Pero hay otras formas igualmente impolíticas para definir la relación entre la política y la moral, según se subordine la primera a la segunda, o que se las confunda completamente, o cuando otorgamos a la acción política un carácter ético que le es ajeno. La primera posición es la realizada por la Iglesia. La enseñanza católica tradicional no confunde política y moral, ya que ambas difieren tanto en los medios como en los fines (el bien común temporal en un caso, el bien perfecto personal en el otro). Insiste en que el primero debe estar subordinado a este último, al igual que la “ley civil” debe estar subordinado a la “ley natural”. De acuerdo con este punto de vista, la política es considerada como una causa material de la salvación humana, mientras que la moralidad es su causa formal. En caso de conflicto, siempre es la moralidad la que debe prevalecer.

La confusión es aún más grave en la filosofía kantiana. En su Proyecto para la Paz Perpetua de 1796, Kant sostiene que la política debe tomar prestados sus principios de la moral. La acción política debe consistir en la aplicación de los principios morales (la idea de que la conciencia moral se adapta espontáneamente para juzgar una acción) a la realidad particular de la naturaleza humana. Este punto de vista fue rechazado enérgicamente por Hegel: a la moral formal de Kant, es decir, a la moralidad (Moralität) que no toma en cuenta la ética (Sittlichkeit), es decir, las condiciones sociales y políticas necesarias para la realización de una vida moral, Hegel opone una ética que se ocupa de hacer efectiva la libertad, donde las condiciones sociales y políticas de la existencia hacen que las normas morales puedan adquirir un sentido.
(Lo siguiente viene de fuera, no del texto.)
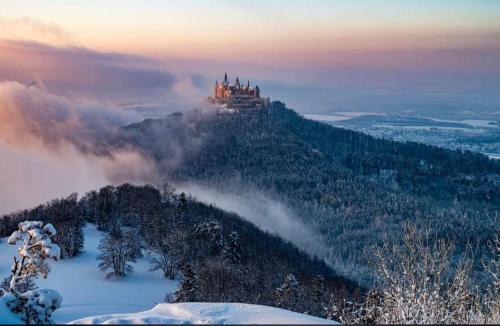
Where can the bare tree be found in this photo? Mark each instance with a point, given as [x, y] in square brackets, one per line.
[116, 252]
[417, 284]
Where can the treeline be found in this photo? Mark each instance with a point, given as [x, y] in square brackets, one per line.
[219, 256]
[349, 187]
Otra fuente de confusión entre la moral y la política se puede encontrar en el calvinismo puritano, que aspira a transformar el mundo radicalmente en el nombre de Dios, posición que ha sido estudiada por Michael Walzer. La política se convierte en la obra sagrada y dogmática de la redención. Su objetivo es regenerar la historia, en el renacimiento del hombre como un hombre nuevo. Una vez secularizada, esta aspiración terminó inspirando todas las revoluciones modernas. Es obvio que esta moralidad no aborda el comportamiento principalmente individual y no se limita a la ética personal. Es, ante todo, una ética colectiva, vinculada a la noción bíblica de “justicia”, que requiere el advenimiento de una “moralidad política”. La política tendría como objetivo la creación de una sociedad “más justa”, es decir, su vocación sería cambiar el mundo, la “reparación” del mismo. Arendt denunció, con razón, esta aspiración que, por supuesto, niega cualquier autonomía de la política.

En una democracia, la identificación de la política y la moral es, de hecho, tan intrascendente, que el pensamiento democrático sólo puede gravitar en la inmanencia, como resultado de lo cual la soberanía popular ya no es respetada. La idea de que la política tiene que ver con la salvación no es más que una idea religiosa secularizada. No tiene ninguna relación con lo que es verdaderamente político, porque el objetivo de la política no es cambiar el mundo para que sea conforme con un ideal moral. Y aún menos para establecer una ciudad armoniosa –una Jerusalén terrenal– cuyo nacimiento coincidiría con el final del devenir histórico. Su propósito es el desarrollo de una sociedad habitable para, tanto como sea posible, para el mayor número de miembros de una comunidad determinada. No trabaja para el advenimiento de una forma colectiva “ideal”. Funciona en el “aquí y ahora”, en el lugar y en el momento presentes, siempre teniendo en perspectiva bajo el horizonte de lo necesario y lo posible.

Toda política “ideal” no es sino una “impolítica”

Hoy en día, la concepción moral de la política se puede encontrar, sobre todo, en la izquierda. Rara vez se percibe, sin embargo, que también se puede encontrar en la derecha una visión ética de la política que no es menos apropiada. En esta visión, la acción política se reduce esencialmente a las actitudes éticas “ejemplares”, y, al mismo tiempo, a una presunta sinceridad de las creencias y a una cierta estética de la acción, en el fondo, con un radicalismo intransigente expresado especialmente en consignas: es el sueño de una “política de los ideales” –una política “heroica”, “sacrificial”, “metafísica”, “absoluta”. Los regímenes totalitarios han utilizado a menudo esta retórica para generar "entusiasmo" en las masas. La consecuencia fue la guerra, el culto a la violencia y, por último, la autodestrucción. Esta visión no ignora menos la naturaleza de la política que la anterior. Toda política “ideal” no es más que impolítica.

Otra forma de moralidad política consiste en el deseo de establecer un poder político virtuoso, es decir, la “política moralizante”. Este requisito, que también exige “transparencia” y “visibilidad”, se basa en un postulado erróneo, según el cual la acción política se puede hacer coincidir con el idealismo moral. A menudo, se vincula con la profunda convicción de que el poder político siempre implica la mentira, el engaño y el fraude –una idea muy popular originalmente defendida por los teóricos liberales. El requisito de la virtud se opone, entonces, a la opacidad de la acción política, siempre interpretada como ocultación o simulación, así como al pragmatismo de la Realpolitik o de la “razón de Estado”.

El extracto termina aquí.